ESTABLISHED 2010 - Beyond The Campfire was created to encourage readers to explore the great outdoors and to observe it close up. Get out and take a hike, go fishing or canoeing, or simply stretch out on a blanket under a summer sky...and take your camera along. We'll talk about combining outdoor activities with photography. We'll look at everything from improving your understanding of the basics of photography to more advanced techniques including things like how to see photographically and capturing the light. We'll explore the night sky, location shoots, using off camera speedlights along with nature and landscape. Grab your camera...strap on your hiking boots...and join me. I think you will enjoy the adventure.

Tuesday, February 26, 2019

Exploring The Possibilities - Taking That First Step

Photography often becomes a connected series of events that ultimately results in a finished photograph exhibiting a unique look. To arrive at the end of those events requires us to travel down a path of exploration, and those travels always begin with a first step. Therefore, we must be willing to take the first step, if for no other reason, but to discover the possibilities that await us.

The winter of 2018 and 2019 in Kentucky was a rather dreary and wet affair. Not much snow, but a great deal of cold rain along with many days of overcast skies. Not often for several months did the sun manage to burn through the overcast. But, on one occasion, I managed to be at the right place at the right time to capture an amazing sky when the sun decided to appear.

It began with a first step when the skies began to break apart late one afternoon. No plans were made for any kind of outing, but I realized an opportunity was developing that just might lead to an interesting lighting situation. An instinctive warmth swelled up inside as I gathered my camera and gear and headed out. I just drove at first not knowing for sure where to go, then I remembered a location from a previous outing I thought might work out. Well, it proved to be rather ordinary, but I was not far from another place and decided to head over that way. It proved to be a good decision.


Originally I hoped to capture some long lens images of an old brick house that sat off in the distance along a country road  that split two harvested cornfields.
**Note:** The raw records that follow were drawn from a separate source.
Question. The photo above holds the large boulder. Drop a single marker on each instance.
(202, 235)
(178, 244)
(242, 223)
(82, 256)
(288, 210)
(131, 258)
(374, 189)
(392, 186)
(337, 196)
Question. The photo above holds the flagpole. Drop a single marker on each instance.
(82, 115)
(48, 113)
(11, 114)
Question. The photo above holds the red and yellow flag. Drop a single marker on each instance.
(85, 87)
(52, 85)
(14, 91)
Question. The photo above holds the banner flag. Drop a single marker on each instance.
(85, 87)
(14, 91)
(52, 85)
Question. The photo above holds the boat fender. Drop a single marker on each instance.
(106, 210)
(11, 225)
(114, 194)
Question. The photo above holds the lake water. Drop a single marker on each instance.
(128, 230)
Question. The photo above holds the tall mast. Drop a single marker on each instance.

As the afternoon wound toward its climax, the light began to improve and I captured several long angle lighting shots of the old house, but I noticed how the clouds and the sun were going to interact as the sun dipped below the cloud line along the horizon. It became obvious that a spectacular light show was building and I shifted my focus away from the house toward the setting sun.

As I thought it would do, the sunset proved a welcome respite from all the dreary days we had endured all winter and I snapped away. It is amazing just how quickly the light changes at the transitions of the day. Between each shutter release the clouds shifted and the light swung in great arches of red and orange mixed and blended themselves between the muted gray of textured clouds.


I moved here and then there, changing my camera angle as the clouds moved ever so slowly carrying with them the full color spectrum of a setting sun. As I moved along a gravel access road that lead down to one corner of one of the cornfields, I noticed a single tree standing broadside to the sky. I raised my camera, framed a couple of quick images then paused for a moment.


Something unique began to develop across my field of view. The clouds moved to either side of the tree and grew dark red as the last moments of the afternoon display transformed into its final act.

I moved back a few yards...then a few more...and there it was, the final possibility...a flaming tree silhouetted against a sky engulfed with a magnificent arch of fire and smoke. I made a few final shots and then, almost without hesitation, the light dropped, grew dim, and the curtain of darkness implied an end to the afternoon performance.


That image alone was worth the taking of that first tentative step of anticipation. Yet, several weeks weeks passed and I kept looking at the images from that shoot. I realized the possibilities were not yet finished and started playing around with what was there.

Photography is a series of events that ultimately leads to a finished photograph. The trick is to recognize the possibilities, then wade deeper, taking what you capture to another level of exploration.